Kemaslahan secara gradual adalah bangsa, umat Islam dan masing-masing komunitas atau ormas di dalamnya. Kepentingan terbesar adalah kepentingan bangsa. Menjaga dan mempertahankan Indonesia dengan kebhinnekaan umat, baik yang beragama Islam dengan aneka aliran dan ormasnya maupun Kristiani ‘ Hindu, Budha, Konghuchu serta kepercayaan lainnya secara niscaya adalah kepentingan setiap warga negara. Inilah kepentingan yang layak dijadikan alasan.

Masyarakat pada dasarnya adalah individu-individu muslim yang memilih sebuah metode pemahaman dan pengamalan Islam. Umat pun pada dirinya adalah individu-individu yang memilih sebuah ajaran sebagai pedoman nilai dalam hidup. Keluarga pun demikian. Setiap himpunan sosial pada dirinya adalah individu-individu yang disatukan secara rasional karena kesamaan-kesamaan tertentu. Namun bila individu-individu dalam bangsa mengabaikan asas maslahat kebangsaan, eksistensi bangsa terancam. Bila individu-individu dalam umat seagama tidak mematuhi asas maslahat keumatan (sebagai umat Islam), eksistensi umat terancam. Bila terdapat individu-individu dalam komunitas mazhab rajin mendakwahkan keyakinan kemazhaban seraya mengabaikan asas maslahatan komunal, maka eksistensi komunitas terancam.

Aturan dan Etika Berdakwah dan Bertablig.

Dalam mazhab Ahlulbait, seraya mematuhi asas kompetensi dan asas kewenagan, dakwah dan tablig dibedakan secara tegas. Berdakwah mestinya dilakukan karena permintaan dari pihak yang ingin membandingkan atau tertarik untuk mempelajarinya.
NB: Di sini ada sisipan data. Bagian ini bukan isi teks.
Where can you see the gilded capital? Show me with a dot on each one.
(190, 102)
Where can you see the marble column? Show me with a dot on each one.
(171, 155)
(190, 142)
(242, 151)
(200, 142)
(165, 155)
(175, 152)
Berdakwah menjadi wajib bagi pendakwah bila sasaran dakwah a) meminta atau merasa membutuhkan atau memberi peluang dan kemungkinan mengikuti materi yang didakwahkan, b) tidak punya tendensi negatif, c) tidak terkait dengan pihak atau kelompok atau figur yang menjadi bagian dari keterikatannya dalam pandangan dan keyakinan. Sebagaimana berdakwah, bertablig juga bisa menjadi wajib, mustahab bahkan haram bergantung kepada terpenuhi dan tak terpenuhi syarat-syarat normatifnya meliputi pelaku, sasaran, materi atau konten isu, cara, sarana, waktu, tempat dan tujuan.

Berdakwah atau mengajak pihak lain untuk menganut sebuah keyakinan tanpa permintaan apalagi dengan tujuan mengubah keyakinan orang lain yang merasa mantap dengan keyakinannya menyalahi hak asasi manusia karena mengintervensi pilihan personal yang bisa menimbulkan gesekan dan ketegangan sosial. Dalam neraca kemaslahatan, perbuatan ini, meski dilandasi oleh niat tulus, bisa dianggap sebagai pelanggaran normatif agama. Perlu kejelian dan kewaspadaan sebelum merespon ajakan berdiskusi karena kadang didasarkan pada motif persekusi yang telah diseting dengan kedok seminar, dialog dan semacamnya oleh pihak-pihak intoleran.

Menyampaikan atau bertablig adalah aktivitas penyampaian sesuatu tanpa tujuan mengajak pihak lain berpindah pandangan, keyakinan atau kecenderungam kepada apa yang disampaikan dan tanpa menggunakan cara serta sarana yang secara khusus menunjang upaya mengajak. Umumnya, bagi orang yang mempunyai wawasan tentang komunikasi modern dan metode public speaking, tujuan tablig adalah klarifikasi dan pernyataan pandangan dan sikap demi klarifikasi atas tuduhan, menepis kesalahpahaman dan sebagainya

Bertablig mestinya dilakukan karena klarifikasi, membantah dan menjelaskan identitas keyakinan tanpa maksud mengajaknya menganut keyakinan yang disampaikan. Meski demikian, bila dikhawatirkan menimbulkan kemadaratan, bertablig demi menyampaikan keyakinan atau klarifikasi harus dihentikan.

Dakwah dan tablig tak boleh menjadi hobi tapi ia adalah ibadah wajib dengan segenap syaratnya. Bila syarat-syarat wajibnya tak terpenuhi, stop berdakwah!